Despite the improvement in baPWV, there was no change in BMI and blood glucose in these groups after the trial ended.
The researchers believe that the restoration of adiponectin production may be a reasonable mechanism by which NMN improves baPWV.
The benefit of NMN supplementation in reducing baPWV, however, was not seen in participants with other CVD risk factors, such as above-average systolic and diastolic blood pressure.
Serum NAM increased
Another finding was that NMN supplementation had significantly increased the serum level of nicotinamide (NAM) as compared to the placebo group.
In the intervention group, NAM serum level has increased from 10.4 ± 3.5 to 16.5 ± 6.3 ng/mL, up 57.6 per cent.
However, in the placebo group, NAM serum level was down 26.8 per cent from 14.9 ± 3.8 to 10.9 ± 4.8 ng/mL.
The difference between the two groups was statistically significant with a p-value of 0.037.
In contrast, NMN and NAD serum levels did not significantly differ between the two groups.
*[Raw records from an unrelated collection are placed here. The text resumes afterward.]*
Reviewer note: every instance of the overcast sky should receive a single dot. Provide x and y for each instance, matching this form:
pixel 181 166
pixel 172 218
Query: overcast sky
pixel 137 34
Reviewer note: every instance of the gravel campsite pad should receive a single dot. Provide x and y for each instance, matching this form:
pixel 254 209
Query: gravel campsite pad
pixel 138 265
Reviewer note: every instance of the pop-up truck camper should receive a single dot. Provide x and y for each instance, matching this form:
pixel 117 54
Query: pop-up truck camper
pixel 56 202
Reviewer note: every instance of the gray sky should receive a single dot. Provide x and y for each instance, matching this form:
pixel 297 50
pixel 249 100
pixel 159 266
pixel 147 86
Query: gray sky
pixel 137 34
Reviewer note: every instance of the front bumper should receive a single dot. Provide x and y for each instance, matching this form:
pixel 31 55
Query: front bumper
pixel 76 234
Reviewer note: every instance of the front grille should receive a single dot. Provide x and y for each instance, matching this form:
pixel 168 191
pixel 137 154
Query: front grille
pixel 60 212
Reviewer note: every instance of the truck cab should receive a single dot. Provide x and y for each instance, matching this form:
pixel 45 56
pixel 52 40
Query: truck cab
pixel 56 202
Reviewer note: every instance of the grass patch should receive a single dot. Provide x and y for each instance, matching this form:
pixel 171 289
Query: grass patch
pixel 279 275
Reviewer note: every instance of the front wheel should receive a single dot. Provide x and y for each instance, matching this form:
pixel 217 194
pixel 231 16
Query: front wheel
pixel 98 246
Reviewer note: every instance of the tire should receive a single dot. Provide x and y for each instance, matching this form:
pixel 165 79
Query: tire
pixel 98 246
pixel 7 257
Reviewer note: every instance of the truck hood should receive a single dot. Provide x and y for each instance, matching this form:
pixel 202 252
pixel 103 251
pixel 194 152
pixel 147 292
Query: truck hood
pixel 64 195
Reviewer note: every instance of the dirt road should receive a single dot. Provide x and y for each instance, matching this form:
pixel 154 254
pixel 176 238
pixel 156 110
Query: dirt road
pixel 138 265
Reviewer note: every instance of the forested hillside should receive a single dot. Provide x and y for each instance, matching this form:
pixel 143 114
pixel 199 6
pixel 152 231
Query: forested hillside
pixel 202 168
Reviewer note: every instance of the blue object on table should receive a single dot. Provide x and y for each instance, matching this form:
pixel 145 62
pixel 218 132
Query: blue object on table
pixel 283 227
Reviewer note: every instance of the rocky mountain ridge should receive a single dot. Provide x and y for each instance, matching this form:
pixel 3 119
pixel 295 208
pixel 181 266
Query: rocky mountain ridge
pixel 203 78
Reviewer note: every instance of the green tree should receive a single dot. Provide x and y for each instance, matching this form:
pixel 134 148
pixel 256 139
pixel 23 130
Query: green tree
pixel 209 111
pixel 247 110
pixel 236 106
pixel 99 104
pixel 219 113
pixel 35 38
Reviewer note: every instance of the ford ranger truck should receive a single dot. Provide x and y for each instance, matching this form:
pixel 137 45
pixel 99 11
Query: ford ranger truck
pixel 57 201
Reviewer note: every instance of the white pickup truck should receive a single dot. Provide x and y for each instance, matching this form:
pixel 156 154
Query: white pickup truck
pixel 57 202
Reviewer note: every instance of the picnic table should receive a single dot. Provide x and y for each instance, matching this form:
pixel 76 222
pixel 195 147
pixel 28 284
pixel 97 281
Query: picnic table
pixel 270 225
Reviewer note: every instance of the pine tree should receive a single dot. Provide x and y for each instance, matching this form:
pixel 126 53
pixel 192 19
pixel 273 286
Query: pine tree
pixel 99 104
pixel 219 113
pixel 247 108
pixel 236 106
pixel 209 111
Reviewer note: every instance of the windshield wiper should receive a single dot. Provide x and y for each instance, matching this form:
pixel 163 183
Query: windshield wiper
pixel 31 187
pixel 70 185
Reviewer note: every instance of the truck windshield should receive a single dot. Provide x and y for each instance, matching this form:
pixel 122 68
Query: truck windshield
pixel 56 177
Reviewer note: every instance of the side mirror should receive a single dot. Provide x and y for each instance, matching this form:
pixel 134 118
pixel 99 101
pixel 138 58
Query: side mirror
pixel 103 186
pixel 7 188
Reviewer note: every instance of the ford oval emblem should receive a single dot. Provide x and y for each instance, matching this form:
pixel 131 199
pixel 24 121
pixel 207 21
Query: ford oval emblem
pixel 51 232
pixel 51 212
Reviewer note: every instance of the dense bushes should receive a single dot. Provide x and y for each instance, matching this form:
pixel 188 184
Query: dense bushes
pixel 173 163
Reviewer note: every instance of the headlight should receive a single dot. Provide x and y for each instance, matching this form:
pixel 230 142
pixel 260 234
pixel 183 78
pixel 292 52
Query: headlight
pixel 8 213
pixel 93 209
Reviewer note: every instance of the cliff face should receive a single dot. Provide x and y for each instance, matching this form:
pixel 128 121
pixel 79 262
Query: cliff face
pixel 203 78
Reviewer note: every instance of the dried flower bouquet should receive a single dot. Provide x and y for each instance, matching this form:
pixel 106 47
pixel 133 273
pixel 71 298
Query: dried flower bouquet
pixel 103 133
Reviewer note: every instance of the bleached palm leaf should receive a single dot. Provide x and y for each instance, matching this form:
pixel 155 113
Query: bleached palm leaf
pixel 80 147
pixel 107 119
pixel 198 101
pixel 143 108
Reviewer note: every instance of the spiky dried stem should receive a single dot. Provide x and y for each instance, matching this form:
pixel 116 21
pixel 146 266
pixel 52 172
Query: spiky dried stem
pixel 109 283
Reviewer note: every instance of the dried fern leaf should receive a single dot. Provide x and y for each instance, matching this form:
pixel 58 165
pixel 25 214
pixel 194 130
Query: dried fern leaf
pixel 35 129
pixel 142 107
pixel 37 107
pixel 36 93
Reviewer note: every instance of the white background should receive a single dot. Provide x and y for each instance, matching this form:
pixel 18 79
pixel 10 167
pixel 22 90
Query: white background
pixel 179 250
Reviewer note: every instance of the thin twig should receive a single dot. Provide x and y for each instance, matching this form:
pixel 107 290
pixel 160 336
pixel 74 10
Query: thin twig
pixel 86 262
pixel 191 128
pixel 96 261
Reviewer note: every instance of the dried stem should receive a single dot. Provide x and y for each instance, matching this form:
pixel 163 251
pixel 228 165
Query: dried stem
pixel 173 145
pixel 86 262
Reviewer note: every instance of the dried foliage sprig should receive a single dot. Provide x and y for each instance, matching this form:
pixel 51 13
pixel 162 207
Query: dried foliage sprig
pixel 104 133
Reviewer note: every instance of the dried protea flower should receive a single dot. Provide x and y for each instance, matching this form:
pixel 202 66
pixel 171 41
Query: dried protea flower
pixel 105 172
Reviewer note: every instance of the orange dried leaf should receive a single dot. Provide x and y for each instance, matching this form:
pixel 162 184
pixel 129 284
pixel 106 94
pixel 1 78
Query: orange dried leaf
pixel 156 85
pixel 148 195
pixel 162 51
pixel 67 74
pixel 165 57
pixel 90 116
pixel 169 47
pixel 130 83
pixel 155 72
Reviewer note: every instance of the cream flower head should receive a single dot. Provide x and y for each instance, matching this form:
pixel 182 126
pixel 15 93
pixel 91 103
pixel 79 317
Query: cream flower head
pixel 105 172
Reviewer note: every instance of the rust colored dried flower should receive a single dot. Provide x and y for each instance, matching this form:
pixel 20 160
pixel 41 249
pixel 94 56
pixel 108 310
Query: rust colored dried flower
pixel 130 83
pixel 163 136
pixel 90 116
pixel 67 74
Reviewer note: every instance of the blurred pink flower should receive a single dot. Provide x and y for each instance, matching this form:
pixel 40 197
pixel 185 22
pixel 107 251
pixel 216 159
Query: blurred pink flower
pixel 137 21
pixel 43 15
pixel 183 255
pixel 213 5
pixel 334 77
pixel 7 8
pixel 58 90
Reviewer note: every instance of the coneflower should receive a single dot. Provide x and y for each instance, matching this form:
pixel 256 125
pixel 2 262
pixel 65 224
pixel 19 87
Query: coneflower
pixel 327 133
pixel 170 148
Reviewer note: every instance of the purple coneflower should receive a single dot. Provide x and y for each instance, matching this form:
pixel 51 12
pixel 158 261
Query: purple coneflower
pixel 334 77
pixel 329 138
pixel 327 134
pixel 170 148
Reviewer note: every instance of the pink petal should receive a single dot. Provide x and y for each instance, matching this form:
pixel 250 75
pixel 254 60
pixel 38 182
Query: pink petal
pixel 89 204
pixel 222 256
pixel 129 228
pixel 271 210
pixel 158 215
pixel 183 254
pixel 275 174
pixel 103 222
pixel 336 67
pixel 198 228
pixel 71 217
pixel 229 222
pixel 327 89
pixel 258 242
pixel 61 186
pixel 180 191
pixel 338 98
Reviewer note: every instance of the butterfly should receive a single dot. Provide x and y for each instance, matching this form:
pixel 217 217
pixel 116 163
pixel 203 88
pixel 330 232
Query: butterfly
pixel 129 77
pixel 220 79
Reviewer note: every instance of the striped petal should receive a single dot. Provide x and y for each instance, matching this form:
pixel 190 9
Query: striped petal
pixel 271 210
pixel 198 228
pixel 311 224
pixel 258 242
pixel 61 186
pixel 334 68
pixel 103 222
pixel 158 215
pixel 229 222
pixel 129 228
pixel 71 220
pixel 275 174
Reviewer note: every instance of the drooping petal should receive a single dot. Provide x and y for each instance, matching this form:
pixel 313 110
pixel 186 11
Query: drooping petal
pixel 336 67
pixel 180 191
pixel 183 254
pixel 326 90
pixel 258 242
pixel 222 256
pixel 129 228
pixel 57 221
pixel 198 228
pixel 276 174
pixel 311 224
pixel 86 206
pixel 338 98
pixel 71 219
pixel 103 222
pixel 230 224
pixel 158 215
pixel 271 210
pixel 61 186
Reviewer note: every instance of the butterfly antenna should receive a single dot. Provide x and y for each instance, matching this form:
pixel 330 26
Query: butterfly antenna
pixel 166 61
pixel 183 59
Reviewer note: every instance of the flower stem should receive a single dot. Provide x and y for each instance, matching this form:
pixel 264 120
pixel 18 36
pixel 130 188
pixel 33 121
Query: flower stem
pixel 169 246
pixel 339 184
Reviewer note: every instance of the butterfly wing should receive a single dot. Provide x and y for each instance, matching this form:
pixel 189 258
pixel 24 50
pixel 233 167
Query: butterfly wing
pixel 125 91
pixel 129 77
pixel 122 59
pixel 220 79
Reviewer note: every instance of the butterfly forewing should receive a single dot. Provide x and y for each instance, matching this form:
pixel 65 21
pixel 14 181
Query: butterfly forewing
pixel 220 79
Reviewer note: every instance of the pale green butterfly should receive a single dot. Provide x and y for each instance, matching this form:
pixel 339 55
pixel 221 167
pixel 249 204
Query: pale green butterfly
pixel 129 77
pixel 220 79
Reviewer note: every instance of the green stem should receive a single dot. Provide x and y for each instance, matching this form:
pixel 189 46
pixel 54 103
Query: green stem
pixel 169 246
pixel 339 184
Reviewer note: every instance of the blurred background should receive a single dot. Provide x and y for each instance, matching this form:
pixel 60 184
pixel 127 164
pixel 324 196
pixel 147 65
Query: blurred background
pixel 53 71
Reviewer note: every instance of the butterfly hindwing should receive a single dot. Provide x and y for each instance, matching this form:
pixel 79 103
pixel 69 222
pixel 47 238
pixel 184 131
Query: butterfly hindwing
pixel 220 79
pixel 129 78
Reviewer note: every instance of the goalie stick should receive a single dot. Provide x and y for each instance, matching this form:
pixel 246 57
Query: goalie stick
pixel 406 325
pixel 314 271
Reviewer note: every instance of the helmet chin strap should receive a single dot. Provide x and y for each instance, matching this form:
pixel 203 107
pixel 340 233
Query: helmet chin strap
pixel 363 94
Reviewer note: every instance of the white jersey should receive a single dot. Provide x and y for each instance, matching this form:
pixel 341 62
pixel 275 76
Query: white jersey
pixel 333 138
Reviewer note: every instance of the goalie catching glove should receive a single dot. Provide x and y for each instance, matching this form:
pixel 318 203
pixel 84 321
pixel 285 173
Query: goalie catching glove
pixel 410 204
The supplementation of NMN was also not found to have significant impact on other health parameters, namely urinary 8-hydroxydeoxyguanosine (8-OHdG), SIRT1 mRNA expression in the blood, and advanced glycation end products (AGEs) in the skin.
Lastly, the researchers said that long-term NMN supplementation at 250mg per day was well tolerated and did not cause adverse events.
Source: Scientific Reports
Nicotinamide adenine dinucleotide metabolism and arterial stiffness after long-term nicotinamide mononucleotide supplementation: a randomized, double-blind, placebo-controlled trial
Authors: Katayoshi, T., Uehata, S., Nakashima, N. et al.